I think we all have to kind of make our own destiny in these times. I had started all of these productions and albums and EPs at the beginning of 2020, obviously with no idea what was coming. And then all of a sudden, I’m at this huge impasse. I can do the tracks on my own, even remote sessions, so I’m lucky. With The Roots, they played horns on Jewels’ tracks and some on Jerome’s. That stuff, you can pull off remote, even section work, but the vocals is the real impasse and it’s an impasse on every level—technically, techniques, compression and all that. If you’re trying to produce vocals over a zoom session, you can do it. But it’s not like being in the room with someone. I had to kind of make some decisions. Can we do vocals remotely? And how does that come out? How does it come out sonically? How does it come out vibe-wise? I think there have been some successes and some things that are not. 

For vocalists I really felt it was important that they felt it was important to be together, so we all got tested and kept it really tight and just made a bubble with that person. I’m fortunate that my studio is not a commercial studio, there’s no traffic. So if I’m going to have one person coming in, on average maybe three to four times a week to cut background and lead vocals, then that’s a fairly controlled situation. So that’s basically what I’ve been doing the whole year—a lot of remote work and then when necessary, particularly for vocals, we would we do them in person. And it’s worked quite well. I do miss a lot of stuff, but I had to draw a line.

I do think that in difficult times, it’s where you find the greatest ingenuity. You kind of have to have that obstacle. I consider all of this consequential; it’s consequential to your career and to your livelihood and to your family and to your art form. You must continue. Mixers and engineers are, by their very nature, problem solvers.  So when the problems arise, Covid or anything else, innovative solutions do come out of it. We don’t have to be in the same room to do a mix. It’s better. But we don’t have to be.

 

Jacoby producing a relatively rare recent in-person session at Power Station New England for artist Lila DuPont, with Evan Bakke engineering.

You’re trying to find the positive…
If there is a positive. I guess one positive side right now is that streaming revenue is better than it’s ever been. And so the desire of people to make music, the music creators, the writers, producers, mixers, artists, I think is as strong as it’s ever been.
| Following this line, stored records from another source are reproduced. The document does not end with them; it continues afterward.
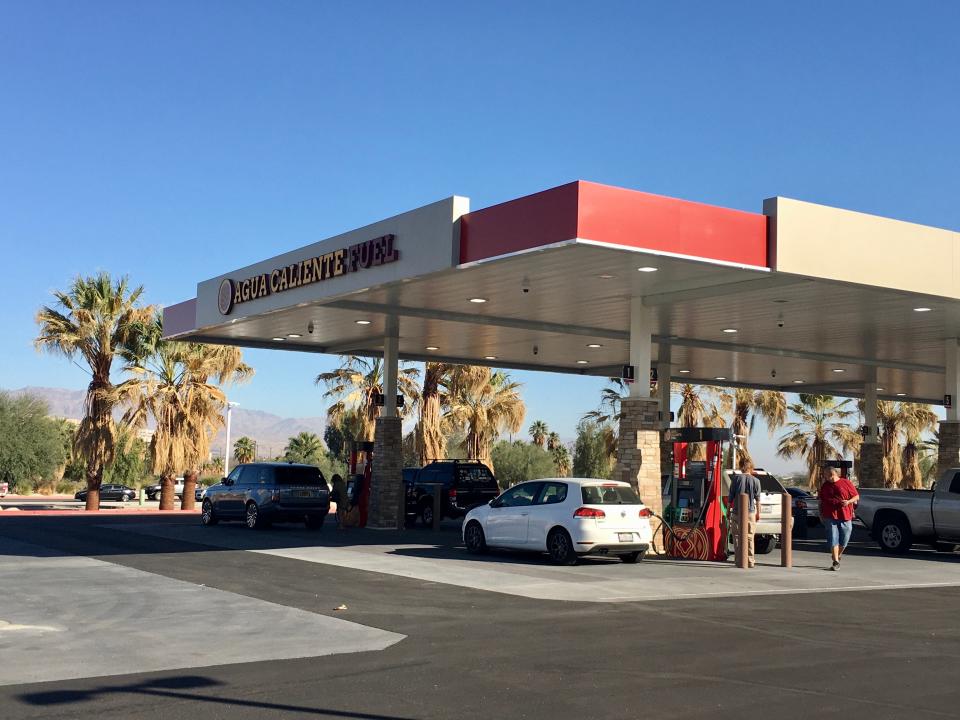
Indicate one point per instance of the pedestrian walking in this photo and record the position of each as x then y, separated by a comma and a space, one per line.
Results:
339, 495
838, 497
744, 482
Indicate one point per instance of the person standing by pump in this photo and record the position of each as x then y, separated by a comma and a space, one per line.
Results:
838, 497
744, 482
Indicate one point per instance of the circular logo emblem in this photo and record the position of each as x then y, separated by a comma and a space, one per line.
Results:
225, 296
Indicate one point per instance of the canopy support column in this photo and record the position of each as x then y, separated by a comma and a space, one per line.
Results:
948, 455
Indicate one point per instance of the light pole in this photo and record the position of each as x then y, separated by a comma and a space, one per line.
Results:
226, 455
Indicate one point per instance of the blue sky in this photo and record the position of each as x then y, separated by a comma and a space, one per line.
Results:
172, 141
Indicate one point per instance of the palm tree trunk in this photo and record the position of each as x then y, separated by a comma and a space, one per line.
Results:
189, 501
167, 494
94, 478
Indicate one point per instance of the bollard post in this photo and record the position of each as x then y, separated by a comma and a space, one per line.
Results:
743, 529
786, 530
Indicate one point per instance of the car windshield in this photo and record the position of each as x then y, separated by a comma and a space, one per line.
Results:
298, 475
609, 495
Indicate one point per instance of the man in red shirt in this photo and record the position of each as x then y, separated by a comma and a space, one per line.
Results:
838, 497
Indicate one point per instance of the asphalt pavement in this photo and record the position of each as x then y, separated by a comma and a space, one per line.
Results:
448, 650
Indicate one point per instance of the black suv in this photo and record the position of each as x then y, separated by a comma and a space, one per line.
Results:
466, 484
262, 493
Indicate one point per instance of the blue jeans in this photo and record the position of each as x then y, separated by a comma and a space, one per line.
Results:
838, 533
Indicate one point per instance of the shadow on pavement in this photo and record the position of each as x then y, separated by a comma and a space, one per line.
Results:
176, 687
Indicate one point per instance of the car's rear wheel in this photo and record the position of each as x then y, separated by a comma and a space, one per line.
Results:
207, 516
894, 535
560, 547
764, 544
474, 538
254, 518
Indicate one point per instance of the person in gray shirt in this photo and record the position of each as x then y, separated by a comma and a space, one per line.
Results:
744, 482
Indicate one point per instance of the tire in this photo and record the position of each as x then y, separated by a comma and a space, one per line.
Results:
426, 514
207, 516
893, 534
474, 538
764, 544
253, 518
560, 547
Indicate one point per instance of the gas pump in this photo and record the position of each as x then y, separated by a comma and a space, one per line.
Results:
358, 486
696, 513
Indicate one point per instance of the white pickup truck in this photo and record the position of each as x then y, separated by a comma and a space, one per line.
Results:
898, 518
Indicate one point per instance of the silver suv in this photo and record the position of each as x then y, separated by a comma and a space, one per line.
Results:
262, 493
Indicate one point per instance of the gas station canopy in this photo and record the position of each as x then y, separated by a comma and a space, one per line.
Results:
801, 297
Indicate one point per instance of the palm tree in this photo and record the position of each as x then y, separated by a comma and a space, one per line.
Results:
430, 433
96, 320
173, 386
747, 405
356, 385
896, 419
244, 450
819, 431
561, 460
484, 405
538, 432
917, 419
305, 447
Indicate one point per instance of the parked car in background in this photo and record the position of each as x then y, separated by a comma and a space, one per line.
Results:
466, 485
767, 533
805, 503
153, 491
263, 493
898, 518
121, 493
565, 517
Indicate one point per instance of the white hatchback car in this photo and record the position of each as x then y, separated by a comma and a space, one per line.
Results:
566, 517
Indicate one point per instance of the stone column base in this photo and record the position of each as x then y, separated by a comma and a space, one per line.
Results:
638, 454
870, 467
386, 484
949, 453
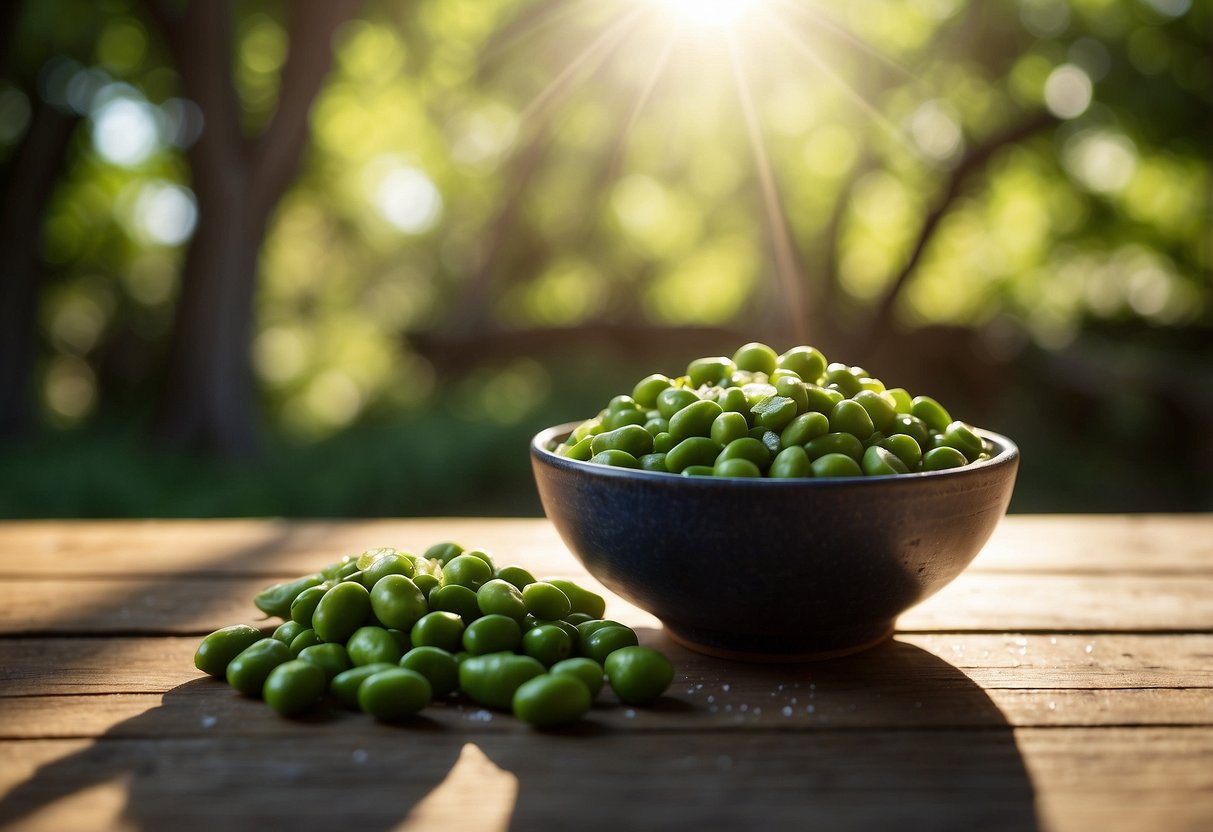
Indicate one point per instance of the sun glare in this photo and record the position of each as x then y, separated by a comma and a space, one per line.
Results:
708, 12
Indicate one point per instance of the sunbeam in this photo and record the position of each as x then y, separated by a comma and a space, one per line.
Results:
806, 50
786, 266
825, 22
599, 49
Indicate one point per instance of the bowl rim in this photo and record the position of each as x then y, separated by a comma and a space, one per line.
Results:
1008, 452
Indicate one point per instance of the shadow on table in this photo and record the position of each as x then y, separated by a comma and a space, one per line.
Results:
893, 739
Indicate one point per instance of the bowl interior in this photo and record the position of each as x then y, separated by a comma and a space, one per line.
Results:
773, 569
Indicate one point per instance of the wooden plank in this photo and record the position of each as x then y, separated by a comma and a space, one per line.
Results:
1105, 543
974, 602
201, 708
1048, 779
1152, 543
913, 664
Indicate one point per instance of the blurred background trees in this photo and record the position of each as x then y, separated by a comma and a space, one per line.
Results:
274, 257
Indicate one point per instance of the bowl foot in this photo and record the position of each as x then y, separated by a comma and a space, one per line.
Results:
827, 644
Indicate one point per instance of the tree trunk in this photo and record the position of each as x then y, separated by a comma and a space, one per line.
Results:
33, 172
208, 398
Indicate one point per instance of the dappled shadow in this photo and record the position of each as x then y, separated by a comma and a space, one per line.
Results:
892, 739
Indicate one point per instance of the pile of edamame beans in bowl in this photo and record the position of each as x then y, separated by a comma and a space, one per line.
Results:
763, 414
388, 632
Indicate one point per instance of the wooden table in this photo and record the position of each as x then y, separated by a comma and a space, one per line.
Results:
1064, 682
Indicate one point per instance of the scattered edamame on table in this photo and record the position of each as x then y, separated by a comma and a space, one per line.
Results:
388, 632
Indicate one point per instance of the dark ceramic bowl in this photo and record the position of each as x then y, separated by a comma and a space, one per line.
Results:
773, 569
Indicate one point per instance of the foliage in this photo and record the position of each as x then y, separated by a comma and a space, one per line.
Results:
1030, 167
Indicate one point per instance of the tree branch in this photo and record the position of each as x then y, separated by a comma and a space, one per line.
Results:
275, 153
972, 164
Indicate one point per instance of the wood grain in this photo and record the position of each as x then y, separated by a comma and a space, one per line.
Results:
1063, 683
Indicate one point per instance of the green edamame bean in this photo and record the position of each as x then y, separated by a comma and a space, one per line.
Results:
836, 465
692, 451
882, 462
664, 442
804, 428
645, 391
747, 448
710, 370
438, 630
491, 679
671, 400
398, 602
457, 599
756, 392
342, 610
658, 425
791, 462
653, 462
846, 379
835, 443
516, 575
695, 420
369, 645
581, 450
906, 449
587, 670
880, 408
249, 668
547, 644
328, 656
569, 628
586, 627
305, 603
795, 389
545, 600
582, 600
849, 416
491, 633
275, 600
733, 400
823, 399
220, 648
389, 564
901, 399
638, 674
467, 570
303, 640
756, 357
618, 419
294, 687
630, 438
548, 701
943, 457
501, 598
427, 583
912, 427
444, 552
963, 438
394, 694
601, 643
615, 457
774, 412
437, 665
345, 685
735, 467
728, 426
806, 362
286, 631
930, 411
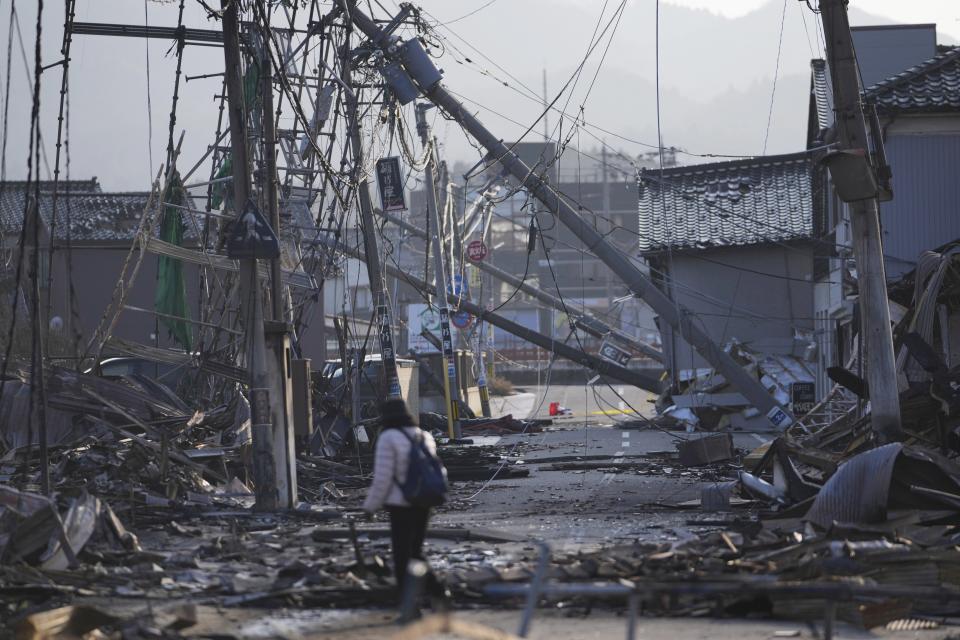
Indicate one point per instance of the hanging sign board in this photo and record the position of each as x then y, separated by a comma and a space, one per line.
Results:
251, 236
613, 353
390, 183
461, 319
387, 353
476, 250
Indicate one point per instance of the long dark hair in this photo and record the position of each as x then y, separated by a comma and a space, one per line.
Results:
395, 415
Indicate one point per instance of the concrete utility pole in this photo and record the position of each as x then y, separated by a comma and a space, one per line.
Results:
421, 71
446, 335
251, 304
586, 321
851, 168
370, 244
561, 349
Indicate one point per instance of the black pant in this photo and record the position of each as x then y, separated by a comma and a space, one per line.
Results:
408, 526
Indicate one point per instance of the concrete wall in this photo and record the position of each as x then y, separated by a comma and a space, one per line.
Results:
760, 295
924, 155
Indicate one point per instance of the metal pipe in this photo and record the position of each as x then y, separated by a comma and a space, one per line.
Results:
594, 241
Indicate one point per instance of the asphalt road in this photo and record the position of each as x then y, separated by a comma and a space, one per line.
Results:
583, 508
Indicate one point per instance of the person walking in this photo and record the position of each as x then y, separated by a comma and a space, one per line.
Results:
408, 479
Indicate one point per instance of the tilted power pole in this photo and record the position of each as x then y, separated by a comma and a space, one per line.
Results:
875, 330
425, 77
251, 303
446, 335
561, 349
586, 321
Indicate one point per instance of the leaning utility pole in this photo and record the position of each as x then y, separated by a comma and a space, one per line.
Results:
423, 76
582, 319
370, 244
251, 303
446, 335
855, 180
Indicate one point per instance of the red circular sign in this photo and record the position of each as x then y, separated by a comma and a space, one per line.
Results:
476, 250
461, 319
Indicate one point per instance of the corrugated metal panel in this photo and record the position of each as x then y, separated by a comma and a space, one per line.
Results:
731, 203
924, 212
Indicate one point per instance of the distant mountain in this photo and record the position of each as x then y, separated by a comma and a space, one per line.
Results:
716, 78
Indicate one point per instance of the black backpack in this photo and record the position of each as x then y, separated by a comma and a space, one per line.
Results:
426, 483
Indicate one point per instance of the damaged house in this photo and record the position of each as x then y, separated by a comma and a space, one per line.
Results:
99, 228
731, 242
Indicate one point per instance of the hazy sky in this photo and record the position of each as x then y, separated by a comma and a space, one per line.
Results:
717, 76
946, 13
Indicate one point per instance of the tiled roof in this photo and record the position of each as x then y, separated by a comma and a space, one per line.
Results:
932, 86
742, 202
822, 97
93, 214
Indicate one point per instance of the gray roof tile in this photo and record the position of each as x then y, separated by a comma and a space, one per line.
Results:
93, 214
741, 202
929, 87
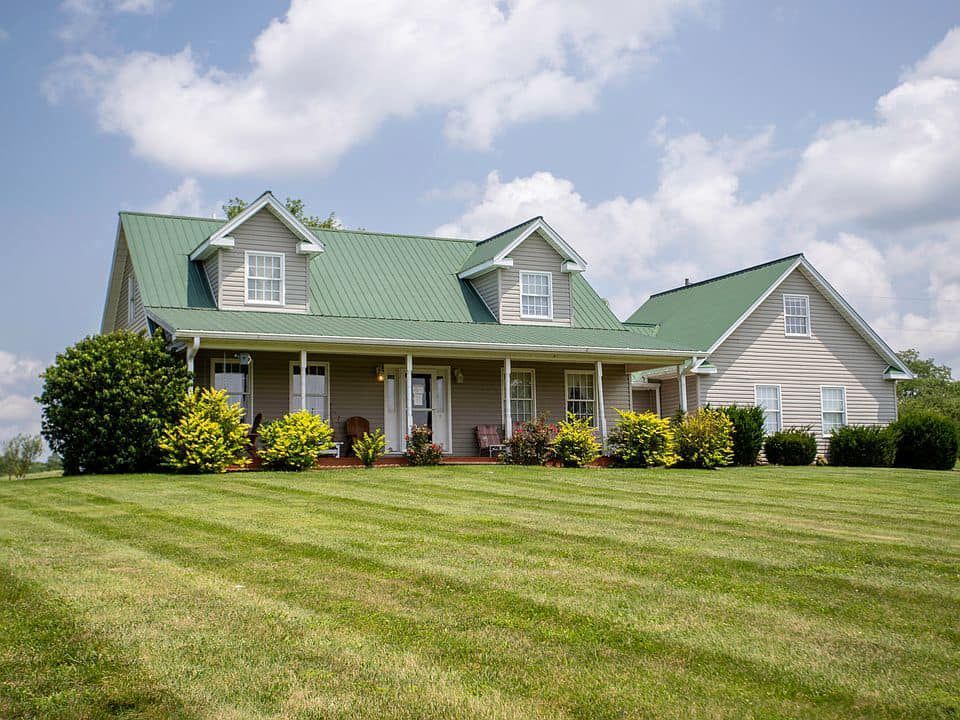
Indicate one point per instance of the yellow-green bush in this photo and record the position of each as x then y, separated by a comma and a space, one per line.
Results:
642, 440
575, 443
209, 436
295, 441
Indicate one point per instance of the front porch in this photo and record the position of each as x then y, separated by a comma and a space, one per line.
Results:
452, 395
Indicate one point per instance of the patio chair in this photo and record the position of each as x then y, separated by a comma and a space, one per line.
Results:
489, 439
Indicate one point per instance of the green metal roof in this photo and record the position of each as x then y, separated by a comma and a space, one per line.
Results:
697, 315
360, 276
279, 324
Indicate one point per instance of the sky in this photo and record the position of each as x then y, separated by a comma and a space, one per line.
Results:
664, 140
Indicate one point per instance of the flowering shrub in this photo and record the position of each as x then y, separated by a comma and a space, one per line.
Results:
294, 441
209, 436
421, 450
642, 440
575, 443
530, 443
370, 447
705, 439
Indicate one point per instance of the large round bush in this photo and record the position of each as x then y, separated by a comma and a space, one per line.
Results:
107, 399
926, 440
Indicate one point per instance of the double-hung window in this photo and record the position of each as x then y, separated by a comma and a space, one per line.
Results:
833, 407
316, 387
796, 315
768, 398
536, 289
264, 278
234, 377
581, 393
523, 404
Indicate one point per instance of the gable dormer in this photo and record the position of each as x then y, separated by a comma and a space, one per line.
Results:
260, 260
523, 275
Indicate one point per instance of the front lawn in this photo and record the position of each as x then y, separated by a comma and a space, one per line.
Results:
482, 592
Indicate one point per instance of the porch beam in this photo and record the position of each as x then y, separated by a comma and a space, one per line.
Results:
303, 379
508, 411
601, 411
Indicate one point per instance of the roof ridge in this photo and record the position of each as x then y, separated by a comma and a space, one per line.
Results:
509, 229
727, 275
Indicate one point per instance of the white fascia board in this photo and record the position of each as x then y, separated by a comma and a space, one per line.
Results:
478, 270
558, 243
267, 200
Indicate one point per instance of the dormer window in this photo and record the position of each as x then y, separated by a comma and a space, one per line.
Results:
796, 315
536, 295
264, 278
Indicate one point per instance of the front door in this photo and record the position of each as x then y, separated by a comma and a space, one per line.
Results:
429, 393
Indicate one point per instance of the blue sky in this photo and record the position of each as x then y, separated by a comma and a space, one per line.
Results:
680, 139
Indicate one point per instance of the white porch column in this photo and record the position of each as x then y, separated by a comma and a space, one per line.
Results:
508, 411
303, 379
601, 411
682, 378
409, 388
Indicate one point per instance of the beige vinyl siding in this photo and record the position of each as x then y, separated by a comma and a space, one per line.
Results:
758, 353
488, 288
263, 233
536, 254
139, 318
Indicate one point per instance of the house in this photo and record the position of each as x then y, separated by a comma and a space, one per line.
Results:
403, 330
777, 335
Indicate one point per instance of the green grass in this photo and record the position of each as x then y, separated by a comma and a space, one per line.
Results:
482, 592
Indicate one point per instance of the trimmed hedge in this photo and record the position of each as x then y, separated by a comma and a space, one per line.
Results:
748, 433
862, 446
926, 440
796, 446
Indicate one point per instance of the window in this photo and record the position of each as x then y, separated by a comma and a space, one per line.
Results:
523, 404
768, 398
833, 407
264, 278
131, 299
316, 385
234, 377
535, 295
581, 393
796, 315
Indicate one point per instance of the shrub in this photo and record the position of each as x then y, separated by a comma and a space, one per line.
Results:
421, 450
748, 433
704, 439
575, 443
295, 441
19, 454
862, 446
530, 442
209, 436
370, 447
926, 440
642, 440
796, 446
107, 400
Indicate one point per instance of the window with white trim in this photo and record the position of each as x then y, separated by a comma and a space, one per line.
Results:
768, 398
581, 391
833, 408
264, 278
523, 403
234, 377
317, 387
536, 289
796, 315
131, 299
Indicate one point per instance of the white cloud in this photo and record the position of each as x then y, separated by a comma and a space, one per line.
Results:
326, 76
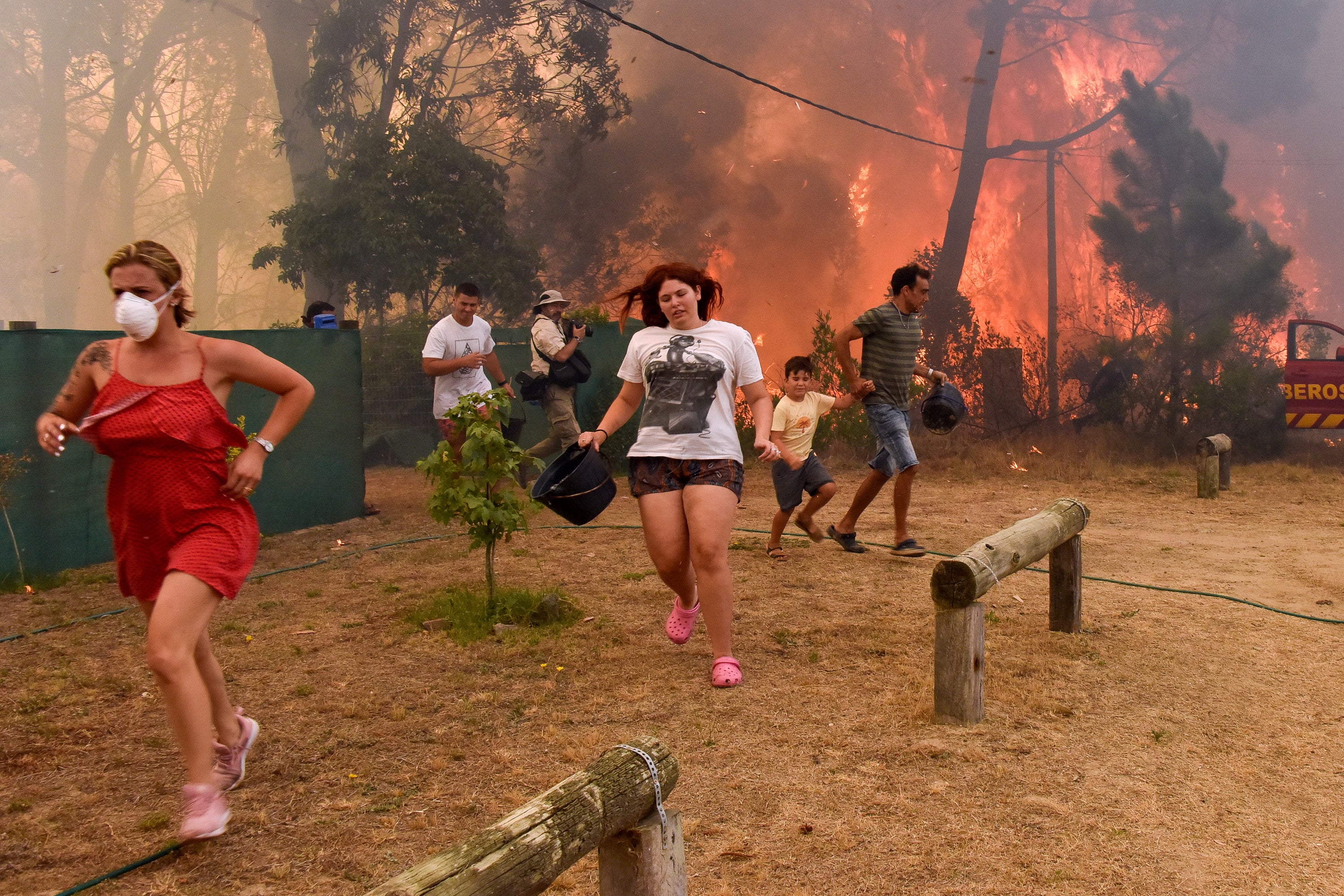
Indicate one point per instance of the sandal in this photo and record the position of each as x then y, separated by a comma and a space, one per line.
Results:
682, 622
849, 540
815, 532
726, 673
909, 548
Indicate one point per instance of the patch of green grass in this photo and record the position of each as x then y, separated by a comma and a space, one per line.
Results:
155, 821
471, 620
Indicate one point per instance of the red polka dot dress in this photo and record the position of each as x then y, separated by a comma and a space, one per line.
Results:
167, 447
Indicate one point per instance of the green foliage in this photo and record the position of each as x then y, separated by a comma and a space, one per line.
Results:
474, 616
478, 489
406, 214
1172, 240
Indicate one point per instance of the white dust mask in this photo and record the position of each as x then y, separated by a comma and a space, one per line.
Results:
139, 316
All of the creative energy that could be spent on tour or could be spent on this and that, it’s all being sort of pointed at the studio. New creation. If content was everything before Covid, content is definitely everything right now. I’m excited for that part of it. 

Anything else?
Well, I happened to see my best friend for lunch today. And, you know, as we get older, I just feel like you don’t see your friends as much, and particularly during this time. But it was just so great. We went outside, just for a few hours, and talked. I’m not particularly social at all, but I really missed him and I missed the lunches and conversations. It was really nice. Simple, but a really nice time.